Why?
Our society is growing smaller and older. Our population will decrease from around 82 million people today to about 70 million in 2050. In the same period, the proportion of people aged 50 and over will rise from 38% to around 50%. Constantly growing individual life expectancies will mean that someone beginning their retirement in the future will still have nearly a quarter of their life ahead of them.
Older people are thus assuming growing social importance: their experience, their skills and their commitment are needed. Never before have older people been as active, educated, healthy and wealthy as they are today. Surveys on volunteers and the most recent German old age survey (DEAS 2010) show that older people want to participate and become involved upon ending their working lives. To approach them as responsibly acting citizens and to involve them in the shaping of society therefore makes sense socially – and at the same time contributes towards maintaining individual quality of life in old age. For older people, voluntary work, honorary offices, civil engagement and involvement in creative processes lends more meaning to their lives, bringing them acknowledgement, social contacts and a means of preserving and developing competencies. The gerontologist Andreas Kruse goes even further: "If older people do not contribute to the shaping of political life and no longer experience themselves as a part of public life, a central component of life itself is lost."

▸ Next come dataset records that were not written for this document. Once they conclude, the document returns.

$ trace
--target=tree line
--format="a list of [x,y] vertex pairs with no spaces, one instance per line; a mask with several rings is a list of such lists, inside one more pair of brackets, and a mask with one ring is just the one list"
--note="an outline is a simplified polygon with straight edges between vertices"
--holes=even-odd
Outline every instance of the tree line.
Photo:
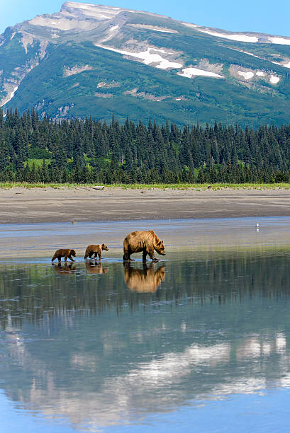
[[290,125],[120,125],[0,109],[0,181],[274,183],[290,180]]

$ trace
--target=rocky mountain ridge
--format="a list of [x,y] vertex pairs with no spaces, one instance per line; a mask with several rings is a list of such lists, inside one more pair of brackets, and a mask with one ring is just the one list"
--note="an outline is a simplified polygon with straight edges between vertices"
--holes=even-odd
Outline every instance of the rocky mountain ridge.
[[290,37],[66,1],[0,35],[0,105],[57,118],[281,123],[289,68]]

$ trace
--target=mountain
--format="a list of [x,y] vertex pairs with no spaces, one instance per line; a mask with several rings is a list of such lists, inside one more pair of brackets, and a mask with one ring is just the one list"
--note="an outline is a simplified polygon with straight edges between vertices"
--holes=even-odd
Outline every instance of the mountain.
[[290,37],[66,1],[0,35],[0,105],[179,125],[289,123]]

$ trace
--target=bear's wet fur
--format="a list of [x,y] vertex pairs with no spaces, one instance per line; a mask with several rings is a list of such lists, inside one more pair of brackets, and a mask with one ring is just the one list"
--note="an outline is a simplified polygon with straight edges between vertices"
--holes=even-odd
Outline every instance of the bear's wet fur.
[[126,236],[123,242],[124,255],[123,260],[130,262],[133,259],[130,255],[143,251],[143,260],[146,261],[147,255],[153,262],[157,262],[154,250],[161,255],[165,255],[163,241],[160,241],[153,230],[149,231],[132,231]]
[[87,259],[87,257],[91,258],[93,255],[94,255],[94,258],[96,256],[99,256],[99,259],[101,259],[101,252],[104,250],[105,251],[108,250],[108,248],[104,243],[98,243],[97,245],[88,245],[86,249],[86,253],[84,254],[84,260]]
[[74,257],[76,256],[76,252],[74,251],[74,250],[72,250],[71,248],[60,248],[59,250],[57,250],[55,251],[52,258],[51,259],[51,261],[53,262],[53,260],[57,258],[60,262],[62,257],[64,257],[65,262],[67,260],[67,258],[69,258],[72,262],[74,262],[74,259],[72,258],[72,255],[73,255]]

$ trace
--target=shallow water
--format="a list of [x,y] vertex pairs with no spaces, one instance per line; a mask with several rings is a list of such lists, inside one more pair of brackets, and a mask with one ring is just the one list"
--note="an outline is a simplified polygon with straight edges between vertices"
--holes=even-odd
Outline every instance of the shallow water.
[[[221,230],[266,236],[237,219]],[[281,246],[155,265],[2,261],[0,432],[288,432],[289,221],[264,221]]]
[[104,257],[116,260],[122,257],[128,233],[150,229],[172,252],[280,248],[289,245],[290,216],[0,224],[0,260],[37,258],[39,261],[51,258],[60,248],[73,248],[79,259],[88,244],[103,243],[109,247]]

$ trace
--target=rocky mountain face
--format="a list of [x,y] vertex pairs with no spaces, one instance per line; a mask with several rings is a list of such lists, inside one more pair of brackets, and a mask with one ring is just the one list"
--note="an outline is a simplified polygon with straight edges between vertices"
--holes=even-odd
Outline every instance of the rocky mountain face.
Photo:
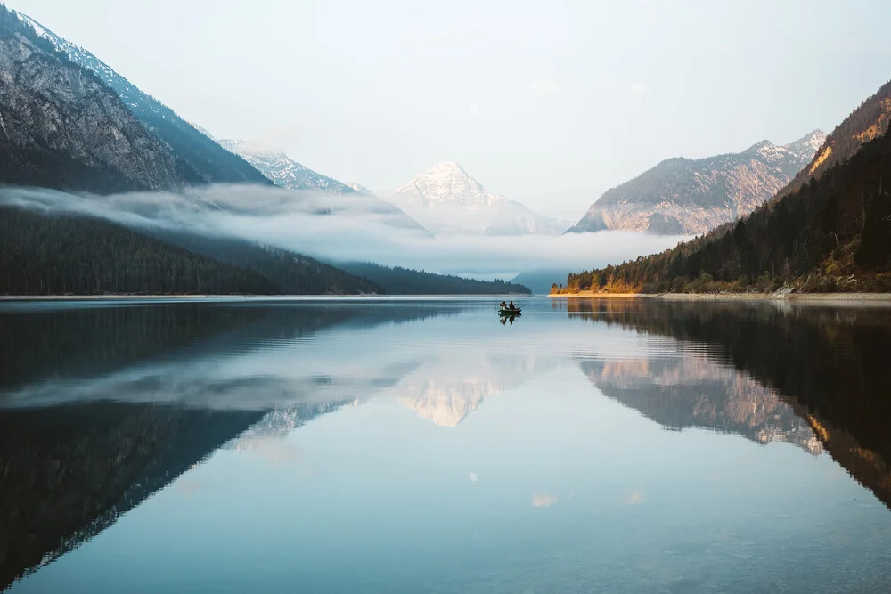
[[820,178],[834,165],[846,161],[865,143],[887,132],[891,124],[891,82],[886,83],[832,130],[779,197],[797,191],[812,179]]
[[266,151],[243,140],[218,141],[226,151],[250,163],[266,179],[288,190],[311,190],[329,194],[354,194],[356,190],[346,183],[316,173],[293,160],[283,152]]
[[439,163],[388,199],[434,232],[558,235],[566,224],[494,194],[454,161]]
[[569,231],[704,233],[748,215],[782,190],[825,140],[814,130],[782,146],[762,141],[740,153],[666,159],[605,192]]
[[[265,151],[241,140],[220,140],[227,151],[238,153],[275,185],[296,191],[313,192],[327,214],[359,216],[399,229],[427,231],[391,202],[371,191],[362,192],[336,179],[323,175],[293,160],[283,152]],[[362,187],[362,186],[359,186]]]
[[356,182],[349,182],[348,183],[347,183],[347,185],[348,185],[355,191],[357,191],[360,194],[364,194],[365,196],[374,196],[373,191],[372,191],[365,186],[362,185],[361,183],[356,183]]
[[60,37],[30,17],[14,12],[12,14],[33,28],[39,38],[93,72],[116,93],[136,119],[175,154],[181,175],[190,183],[269,183],[243,159],[224,150],[209,134],[141,91],[83,47]]
[[93,72],[0,5],[0,183],[115,191],[186,177]]

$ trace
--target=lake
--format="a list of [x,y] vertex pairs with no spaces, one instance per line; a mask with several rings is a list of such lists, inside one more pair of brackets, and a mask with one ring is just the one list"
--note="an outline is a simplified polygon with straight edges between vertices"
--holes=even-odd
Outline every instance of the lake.
[[891,308],[0,304],[10,592],[878,592]]

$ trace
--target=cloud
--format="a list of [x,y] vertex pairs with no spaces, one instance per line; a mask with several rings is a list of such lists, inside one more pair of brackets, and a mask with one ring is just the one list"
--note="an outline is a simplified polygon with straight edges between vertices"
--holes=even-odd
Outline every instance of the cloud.
[[647,86],[641,82],[631,82],[625,85],[625,90],[633,95],[642,95],[647,92]]
[[625,502],[626,505],[637,505],[639,503],[643,503],[643,495],[637,491],[632,491],[625,499]]
[[557,502],[557,496],[549,493],[535,493],[532,496],[532,505],[535,508],[550,508]]
[[631,232],[431,237],[407,225],[405,213],[380,199],[244,184],[111,196],[18,188],[0,191],[0,204],[86,214],[137,229],[237,237],[332,262],[371,261],[478,278],[581,271],[660,252],[682,239]]
[[529,85],[529,92],[538,97],[546,97],[557,91],[557,84],[548,80],[536,80]]

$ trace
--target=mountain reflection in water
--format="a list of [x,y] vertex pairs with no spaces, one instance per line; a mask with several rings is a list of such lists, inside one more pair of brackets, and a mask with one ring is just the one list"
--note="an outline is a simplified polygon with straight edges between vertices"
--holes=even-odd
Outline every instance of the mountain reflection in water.
[[825,451],[891,507],[891,309],[539,299],[505,328],[498,300],[0,305],[0,588],[217,452],[372,400],[460,441],[462,424],[495,422],[487,403],[526,386],[556,398],[573,369],[591,398],[666,429]]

However, the sharing or participation concept has so far failed to establish itself sufficiently in Germany. There are certainly openings for the civil engagement of older people, but there is a lack of sustainable structures and framework conditions, and there is insufficient professional support. Furthermore, engagement is often provided and expected only in a social/charitable context. However, participation means the responsible shaping of public life. This intrinsically political involvement of older people does, however, have its limitations, otherwise it could be said that politics sees engaged individuals not only as stopgaps, but incorporates their creative resources into social processes of organisation and reform – and is therefore prepared to share power.
The fact that older people increasingly consider themselves capable of more than is offered to them, for example in politically powerless senior advisory boards, is also made clear by their involvement in the new German culture of protest ranging from STUTTGART 21 to anti-nuclear demonstrations. While resistance and a culture of demonstration were mainly the prerogative of youth in recent decades, today more and more older people are going to the barricades. And they are displaying a new self-image: they want to assume responsibility for society and to bequeath a functioning community to coming generations.
A paradox must therefore be solved. More and more older citizens are prepared to help shape society at least on a small scale – but they do not know how, nor do they feel involved in political decision-making and social reform processes. It is therefore important to motivate and empower older people to become involved and to participate – for example through role models, qualification, recognition or networks. At the same time, however, they must also have access to structures which facilitate their participation. This requires above all that local decision-makers create possibilities for the involvement of older people in the community and in the social environment. The social debate must reorientate itself to a model of active ageing and the potentials of older people.